The BikeSocial reporters from Bennetts have unearthed an application by BMW Motorrad at the German Patent and Trademark Office, entitled “Motorcycle with a supercharged internal combustion engine.” The technical illustrations show a superbike, based on the S 1000 RR, with an electric supercharger that blows air into the combustion chamber via an electric motor, compressor, and intercooler. This doesn’t confirm that BMW’s patented technology will make it into mass production, but it does show that the company is exploring development.
Many bolt-on electric supercharger kits you can find online don’t actually create any real compression, hence don’t genuinely result in power gains. On the other hand, well-engineered electric superchargers do have a major advantage over other mechanical forced induction systems like engine-driven superchargers and exhaust-driven turbochargers: minimal lag. Even the Kawasaki H2 series, currently the only supercharged production motorcycles on the market, are engine-driven.
Instead of sapping engine power like a conventional engine-driven supercharger or lagging after throttle input like a turbocharger, an electric supercharger could convert power from an electric motor to power the spool up, compressing air and delivering it to the cylinders. The electric motor spins at a rate proportionate to the amount of throttle applied, and its ability to be directly connected to the throttle provides nearly instant boost. Compressing air, however, requires significant energy. A good supply of power is needed for an electric supercharger to reach its full potential. Sufficient power supply is usually the main challenge for engineers.

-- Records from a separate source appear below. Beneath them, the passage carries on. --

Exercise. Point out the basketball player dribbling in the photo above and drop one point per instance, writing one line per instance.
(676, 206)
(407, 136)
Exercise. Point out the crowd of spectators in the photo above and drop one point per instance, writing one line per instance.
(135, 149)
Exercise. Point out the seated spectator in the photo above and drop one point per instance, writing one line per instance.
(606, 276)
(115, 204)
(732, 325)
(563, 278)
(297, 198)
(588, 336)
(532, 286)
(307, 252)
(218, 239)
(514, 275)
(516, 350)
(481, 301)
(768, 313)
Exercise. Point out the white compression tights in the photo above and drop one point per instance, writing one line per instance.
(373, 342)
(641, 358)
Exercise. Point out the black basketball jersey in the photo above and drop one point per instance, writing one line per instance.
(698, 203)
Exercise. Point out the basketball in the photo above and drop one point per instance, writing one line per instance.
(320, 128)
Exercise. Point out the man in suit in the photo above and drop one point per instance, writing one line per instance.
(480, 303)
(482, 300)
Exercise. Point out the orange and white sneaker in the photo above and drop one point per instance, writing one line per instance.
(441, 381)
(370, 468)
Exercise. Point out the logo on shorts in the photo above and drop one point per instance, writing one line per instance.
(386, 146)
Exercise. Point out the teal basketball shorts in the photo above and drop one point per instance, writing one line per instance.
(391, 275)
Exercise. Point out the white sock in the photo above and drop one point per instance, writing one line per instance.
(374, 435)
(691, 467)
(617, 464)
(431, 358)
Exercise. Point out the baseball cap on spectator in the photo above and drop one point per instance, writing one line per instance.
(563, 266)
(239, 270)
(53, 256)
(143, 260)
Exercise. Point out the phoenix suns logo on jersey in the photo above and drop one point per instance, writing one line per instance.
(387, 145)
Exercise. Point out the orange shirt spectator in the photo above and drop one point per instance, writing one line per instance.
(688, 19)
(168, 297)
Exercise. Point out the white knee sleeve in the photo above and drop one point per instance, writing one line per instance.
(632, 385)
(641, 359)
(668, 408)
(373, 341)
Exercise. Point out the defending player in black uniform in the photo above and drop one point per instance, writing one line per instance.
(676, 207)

The renewed interest in forced induction has emerged from motorcycle manufacturers having to figure out ways to provide great performance out of engines subjected to tightening emissions constraints. Some automotive manufacturers have begun using electric supercharging technology, especially in twin-charged setups, but engine management and power delivery in cars don't necessarily translate easily to compact two-wheelers. With brands taking to upsizing engines to address the issue, there’s still no replacement for displacement when it comes to motorcycles… For now.